LESGI-6 harbors nine genes, PALES_02531, PALES_02541, PALES_02551, PALES_02561, PALES_02571, PALES_02581, PALES_02591, PALES_02592, and PALES_02601 (Winsor et al., 2011) including a tRNA-Arg coding gene (Figure 4B). The protein-product of PALES_02541 is 100% identical to the transposase of P. aeruginosa LES431 (NCBI protein id: YP_008940382.1).
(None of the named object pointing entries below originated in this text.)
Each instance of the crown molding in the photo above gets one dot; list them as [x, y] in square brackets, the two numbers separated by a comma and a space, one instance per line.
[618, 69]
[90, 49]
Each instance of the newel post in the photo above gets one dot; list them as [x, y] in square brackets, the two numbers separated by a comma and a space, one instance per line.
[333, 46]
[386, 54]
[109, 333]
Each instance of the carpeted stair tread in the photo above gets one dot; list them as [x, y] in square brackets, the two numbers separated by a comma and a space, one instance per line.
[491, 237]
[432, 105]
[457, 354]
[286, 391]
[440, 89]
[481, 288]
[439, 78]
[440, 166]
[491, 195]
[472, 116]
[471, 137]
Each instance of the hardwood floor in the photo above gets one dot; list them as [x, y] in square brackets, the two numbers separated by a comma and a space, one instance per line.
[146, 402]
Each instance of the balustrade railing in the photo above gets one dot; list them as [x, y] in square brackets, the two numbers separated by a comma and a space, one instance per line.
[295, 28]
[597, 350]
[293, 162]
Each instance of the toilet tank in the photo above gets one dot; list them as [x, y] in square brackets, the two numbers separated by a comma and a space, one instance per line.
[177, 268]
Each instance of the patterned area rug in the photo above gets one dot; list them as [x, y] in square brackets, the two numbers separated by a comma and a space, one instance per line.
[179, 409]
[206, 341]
This island also harbors genes, namely PALES_02581 and PALES_02591, encoding type VI secretion system (T6SS) core proteins. Haemolysin co-regulated protein (HCP) is encoded by PALES_02591 and valine-glycine repeat protein G (VgrG) is encoded by PALES_02581 (Winsor et al., 2011). Both HCP and VgrG show structural similarity to phage proteins; the HCP protein is related to tail protein of phage lambda, gpV (Mougous et al., 2006; Pell et al., 2009), and VgrG adopts a quaternary arrangement similar to gp27/gp5 complex of the bacteriophage T4 (Kanamaru et al., 2002; Leiman et al., 2009). Further, PALES_02581 has four phage protein domains – a phage GPD domain, phage base V domain, T6SS Vgr domain and DUF2345. Importantly, the domain similar to the Vgr protein is integral to the function of T6SS. Interestingly, however, this island lacks the other T6SS genes. The roles of other genes on this island remain unclear.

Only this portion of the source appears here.